Silanion
Silanion (en grec ancien Σιλανίων) est un sculpteur grec du second classicisme, contemporain de Lysippe et spécialisé dans le bronze. Renommé pour ses portraits, il a notamment représenté Platon, la poétesse Sappho et le pugiliste Satyros.
Biographie
modifierSa vie est très peu connue. Pline l'Ancien situe son apogée dans la 113e olympiade, c'est-à-dire en -328--325, en même temps que celle de Lysippe[1]. Il n'eut pas de maître, mais on lui connaît un disciple, Zeuxiadès. Il fut l'auteur d'un traité sur les proportions (symmetriæ)[2].
Œuvre
modifierLes auteurs anciens lui attribuent des portraits imaginaires, de héros ou de personnages historiques, mais de l'époque archaïque :
- un Achille[3] ;
- un Thésée à Athènes[4] ;
- une Jocaste mourante en bronze[5] ;
- une Sappho, d'abord à Syracuse, emportée ensuite à Rome par Verrès et décrite par Cicéron comme « si parfaite, si élégante, si travaillée »[6], vue par Tatien à Constantinople[7] ;
- une Corinne, poétesse du VIe siècle av. J.-C., également vue à Constantinople[7].
Silanion réalisa également des portraits de contemporains : Platon[8] et le sculpteur Apollodore, surnommé « le fou »[9], auteur de statues de philosophes[10]. Ce dernier est l'un des disciples de Socrate, Apollodore de Phalère, qui selon Platon était surnommé « Le Fou »[11],[12]. Pausanias mentionne par ailleurs trois statues d'athlètes à Olympie : une de Satyros d'Élée, de la famille des Iamides, double vainqueur olympique au pugilat[13], une de Télestas de Messène, double vainqueur au pugilat chez les juniors[14] et une de Damarétos de Messène, vainqueur au pentathlon[15].
Silanion était renommé sous l'Antiquité pour son habileté à représenter les sentiments.
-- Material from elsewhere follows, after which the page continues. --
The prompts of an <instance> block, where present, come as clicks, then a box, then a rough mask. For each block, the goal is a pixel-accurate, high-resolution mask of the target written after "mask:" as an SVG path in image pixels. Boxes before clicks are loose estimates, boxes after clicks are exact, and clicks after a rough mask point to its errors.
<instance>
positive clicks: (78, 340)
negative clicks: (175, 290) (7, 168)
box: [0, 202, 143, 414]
Plutarque précise qu'il ajouta « un peu d'argent au visage [de la Jocaste mourante] afin que le bronze prenne l'apparence d'un homme qui meurt et qui défaille[16] ». Pline indique que dans son portrait d'Apollodore, surnommé « le fou », il réalisa « dans le bronze non pas un homme, mais la colère en personne[9] ».
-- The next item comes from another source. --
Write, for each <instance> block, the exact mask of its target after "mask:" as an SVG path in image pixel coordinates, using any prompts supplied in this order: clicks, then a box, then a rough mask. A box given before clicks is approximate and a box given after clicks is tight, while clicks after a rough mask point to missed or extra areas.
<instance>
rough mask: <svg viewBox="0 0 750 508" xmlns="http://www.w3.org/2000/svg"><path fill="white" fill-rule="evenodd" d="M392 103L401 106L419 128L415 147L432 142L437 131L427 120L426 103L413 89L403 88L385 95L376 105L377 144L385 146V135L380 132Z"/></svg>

Certaines de ses œuvres ont été reconnues dans des statues qui nous sont parvenues. L'attribution la plus solide porte sur son portrait de Platon, dont Diogène Laërce écrit : « dans le premier livre des Mémorables de Favorinus, on rapporte que le Perse Mithridate consacra une statue de Platon à l'Académie et y fit inscrire : « Mithridate, fils de Rhodobatès, de Perse, a consacré aux Muses une effigie de Platon que réalisa Silanion[8]. » Cette mention a été rapprochée d'un portrait de Platon connu par plus de vingt copies, dont la meilleure, conservée à la glyptothèque de Munich porte explicitement le nom du philosophe[17]. On ignore la date exacte de l'offrande, mais on estime généralement qu'elle est posthume à Platon qui, conformément à la théorie des idées, aurait refusé un portrait de lui de son vivant[17].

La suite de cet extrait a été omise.